On some other processors, the other CPU cores can see old data in that
memory address for some period of time.


> Are such patterns, when single thread is only operating on single cell(s) of 
> memory, considered thread safe for slices and in general?
> https://play.golang.org/p/rF8jPEGDZzk

As far as I know this is safe on all modern multi-core processors.
They will use cache snooping or other techniques to make sure that at
most one core has a dirty version of a particular cache line.  Of
course, if there are many cores the performance can be quite bad.


> 2. For lazy initialization double-check pattern.

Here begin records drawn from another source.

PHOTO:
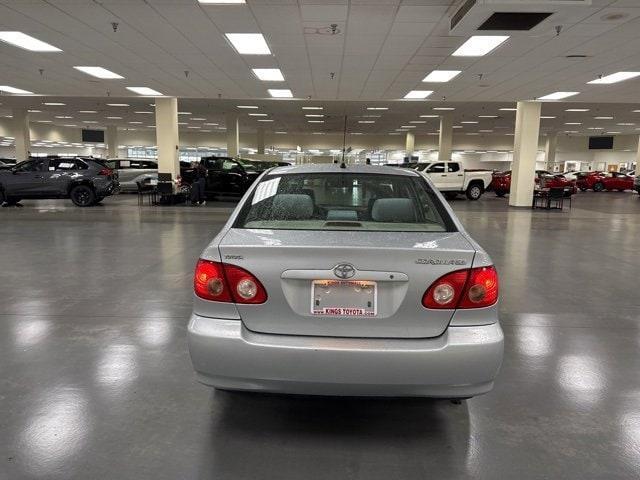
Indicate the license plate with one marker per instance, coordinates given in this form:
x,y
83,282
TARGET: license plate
x,y
344,298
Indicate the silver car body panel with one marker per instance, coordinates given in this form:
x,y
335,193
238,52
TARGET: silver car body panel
x,y
405,349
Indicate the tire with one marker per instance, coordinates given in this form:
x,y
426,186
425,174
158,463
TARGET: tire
x,y
474,191
82,196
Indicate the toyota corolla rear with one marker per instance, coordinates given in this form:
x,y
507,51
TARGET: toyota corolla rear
x,y
355,281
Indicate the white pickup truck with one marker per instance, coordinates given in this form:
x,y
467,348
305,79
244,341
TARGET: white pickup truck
x,y
451,179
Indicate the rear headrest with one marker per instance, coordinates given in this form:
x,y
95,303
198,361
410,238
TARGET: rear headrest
x,y
393,210
292,206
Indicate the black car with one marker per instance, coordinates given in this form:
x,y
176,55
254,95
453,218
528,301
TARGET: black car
x,y
225,175
86,181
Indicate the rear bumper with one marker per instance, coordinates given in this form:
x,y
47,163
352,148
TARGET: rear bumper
x,y
462,362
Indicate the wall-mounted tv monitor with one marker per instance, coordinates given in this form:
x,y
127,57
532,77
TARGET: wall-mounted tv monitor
x,y
600,143
93,136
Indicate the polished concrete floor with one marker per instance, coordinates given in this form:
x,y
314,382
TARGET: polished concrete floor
x,y
95,378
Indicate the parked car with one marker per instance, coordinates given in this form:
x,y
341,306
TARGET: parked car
x,y
85,181
589,180
225,175
451,179
616,181
320,283
132,172
501,183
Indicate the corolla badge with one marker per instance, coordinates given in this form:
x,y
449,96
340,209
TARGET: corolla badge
x,y
344,271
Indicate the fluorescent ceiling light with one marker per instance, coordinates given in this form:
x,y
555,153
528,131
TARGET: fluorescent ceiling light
x,y
558,95
479,45
268,74
441,76
146,91
614,78
27,42
280,93
249,43
8,89
99,72
418,94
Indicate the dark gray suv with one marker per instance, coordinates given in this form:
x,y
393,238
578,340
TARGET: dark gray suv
x,y
86,181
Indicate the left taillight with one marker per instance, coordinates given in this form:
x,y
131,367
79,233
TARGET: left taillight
x,y
222,282
463,289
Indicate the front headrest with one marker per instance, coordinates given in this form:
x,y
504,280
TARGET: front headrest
x,y
393,210
292,206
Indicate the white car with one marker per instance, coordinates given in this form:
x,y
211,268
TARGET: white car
x,y
345,281
452,179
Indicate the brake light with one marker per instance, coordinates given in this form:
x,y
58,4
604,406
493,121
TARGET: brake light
x,y
222,282
471,288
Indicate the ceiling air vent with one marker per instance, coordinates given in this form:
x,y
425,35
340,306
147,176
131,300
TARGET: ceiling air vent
x,y
514,20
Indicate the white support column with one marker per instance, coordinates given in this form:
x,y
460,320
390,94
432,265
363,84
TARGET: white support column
x,y
233,135
525,150
260,140
550,150
167,137
21,133
446,138
410,142
112,141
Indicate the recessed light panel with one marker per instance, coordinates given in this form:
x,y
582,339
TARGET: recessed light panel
x,y
27,42
249,43
479,45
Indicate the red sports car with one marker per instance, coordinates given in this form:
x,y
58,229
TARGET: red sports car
x,y
501,182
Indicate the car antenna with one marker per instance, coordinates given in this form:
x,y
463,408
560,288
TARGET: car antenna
x,y
344,142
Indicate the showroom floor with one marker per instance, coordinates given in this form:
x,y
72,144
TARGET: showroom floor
x,y
96,380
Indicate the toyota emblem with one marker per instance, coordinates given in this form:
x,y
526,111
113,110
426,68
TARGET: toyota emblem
x,y
344,271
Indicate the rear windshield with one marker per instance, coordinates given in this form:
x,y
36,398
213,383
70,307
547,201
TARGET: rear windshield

I found on several sources 
> that it is safe, still race detector complains about data races (which is 
> correct because there is race, which is done on purpose) - 
> https://software.intel.com/en-us/node/506123
> And of course this code seems to be working as expected
>
> https://play.golang.org/p/gUzWHr-1K9H

This is unsafe in general because nothing ensures that memory changes
made before setting initialized to true are visible to other cores
that happen to see initialized set to true.  That is, in your example,
some other core could see the variable initialized set to true without
seeing any values stored in the variable myconfig.  That can't happen
on x86, which enforces memory ordering of writes, but it can happen on
other non-x86 processors.

Note that I think that your link to software.intel.com doesn't support
your argument even on x86, as in that link they are using atomic
writes, but your code is using ordinary writes.


> 3. Now question is, can i disable these warnings somehow so race detector 
> won't complain about safe code because i have ton of these and it's 
> obfuscating usable output?

No.  Your code isn't safe, and the race detector should and will complain.


> 4. Im not sure about instruction ordering, will it always be the case that 
> threads that see initialized=true will also see myconfig AFTER the update, 
> because myconfig isn't synchronized. Would it be better to just use pointer 
> instead and check for nil value or even atomic.Value?

It would be better to use a sync.Mutex or, if absolutely necessary,
use the calls in the sync/atomic package.


> 5. How these patterns are working with other CPUs, are they considered unsafe 
> on anything other than intel architecture?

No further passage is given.